Thursday, April 25, 2013

Heart Tracks - The Way Home

    A missionary tells the story of the day her 8 year old son and his friends became lost while exploring on the large coffee plantation his family lived on.  Disoriented, they could not see the house, so they went to the highest nearby hill, but still could not see it.  Then the boy, Caleb, had the idea of climbing a tree in order to see further.  After climbing several, he finally cried out, "I see the cross!"  The landlord, with hopes of a good harvest every year, had erected a cross in the front of the house wishing that God, Jesus, and Mary would bless his efforts.  When Caleb saw the cross, he knew the direction in which he had to go.  He later told his mother, "When I climbed the tree and saw the cross, I knew that I was home."  Caleb's experience brings to each one of us the question, "What device or compass are we using in order to guide us to what we would call "home?"  What is our home, and will the path we're presently walking take us to the home we were created for, or lead to something far different, deadly different?  Are we taking, as the author Proverbs wrote,  the road "That seems right to us, but its end is death?"   

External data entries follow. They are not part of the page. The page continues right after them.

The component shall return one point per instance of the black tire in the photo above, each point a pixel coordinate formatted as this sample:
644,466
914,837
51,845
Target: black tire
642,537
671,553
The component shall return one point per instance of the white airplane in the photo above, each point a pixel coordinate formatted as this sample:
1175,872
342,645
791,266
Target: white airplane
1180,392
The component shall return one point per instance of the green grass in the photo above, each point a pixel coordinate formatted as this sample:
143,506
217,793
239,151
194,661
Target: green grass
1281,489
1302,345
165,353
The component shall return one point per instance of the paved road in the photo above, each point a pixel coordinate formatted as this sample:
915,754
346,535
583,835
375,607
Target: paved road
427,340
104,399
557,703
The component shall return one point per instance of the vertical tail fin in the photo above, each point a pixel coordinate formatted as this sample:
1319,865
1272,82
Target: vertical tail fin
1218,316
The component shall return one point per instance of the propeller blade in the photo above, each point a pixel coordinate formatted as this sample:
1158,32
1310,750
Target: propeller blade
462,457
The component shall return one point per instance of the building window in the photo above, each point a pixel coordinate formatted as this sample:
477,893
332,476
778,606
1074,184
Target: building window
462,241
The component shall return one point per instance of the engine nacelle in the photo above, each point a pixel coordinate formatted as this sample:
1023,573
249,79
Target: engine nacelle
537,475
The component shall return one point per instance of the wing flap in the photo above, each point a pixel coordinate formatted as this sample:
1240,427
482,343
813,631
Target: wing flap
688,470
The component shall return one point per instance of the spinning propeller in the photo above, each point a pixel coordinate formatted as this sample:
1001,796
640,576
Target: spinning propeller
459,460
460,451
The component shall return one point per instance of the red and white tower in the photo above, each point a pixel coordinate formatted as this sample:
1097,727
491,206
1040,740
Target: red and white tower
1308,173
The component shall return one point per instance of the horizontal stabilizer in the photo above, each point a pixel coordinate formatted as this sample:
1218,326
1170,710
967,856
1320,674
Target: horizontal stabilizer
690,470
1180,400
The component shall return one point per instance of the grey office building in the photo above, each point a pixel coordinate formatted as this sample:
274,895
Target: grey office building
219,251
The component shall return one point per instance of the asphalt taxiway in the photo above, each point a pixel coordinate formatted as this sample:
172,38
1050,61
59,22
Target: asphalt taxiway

    We are living in a time when a large segment of the church is very reluctant to display a cross in their meeting places.  "It tends to offend unbelievers" is the reasoning.  They're completely right in what they think, and terribly wrong in what they do.  The cross has always offended the flesh of unbelievers.  How could it not when it so often offends the flesh of those who profess to have come to it?  It has been a stumbling block from the beginning, yet Jesus, with full knowledge of the cross before Him, said "I am the Way, the Truth, and the Life.  No one comes unto the Father but through Me."  That way has always and will always include a cross.  We cannot, as one of Pastor Lloyd Ogilvie's professor's once told him, "Sneak around Golgotha."  The way home is always going to be by way of the cross.  We cannot sneak around it and there is no other way.
    We are living in a world and culture that become more disorienting every day.  For a people who are born lost, we can only become, if it's possible, "more lost."  All the hills and trees we seek to climb in our own strength in order to get "home" will fail us.  It's only when we see and come to the cross, that we will get there.
Only by the cross will we find our way home.  Only by the cross may we say, "I was once lost, but now I'm found."  Can you, can we, truly say that today?  Have the power of His words in John 12 become real in us, "And I, if I be lifted up from the earth, will draw all men unto Me."  Lifted up on His cross.  Have you been drawn?  Have you come?
    Ruth 1:7 tells us that when Ruth and Naomi, disoriented and lost in the land of Moab, they "Took the road that would lead them back to Judah."  To home.  That road is Christ and His cross.  You may well find yourself in Moab today, disoriented emotionally, physically, and most of all, spiritually.  The road of Christ lies before you.  It'll lead you home.  Take it.  Come home.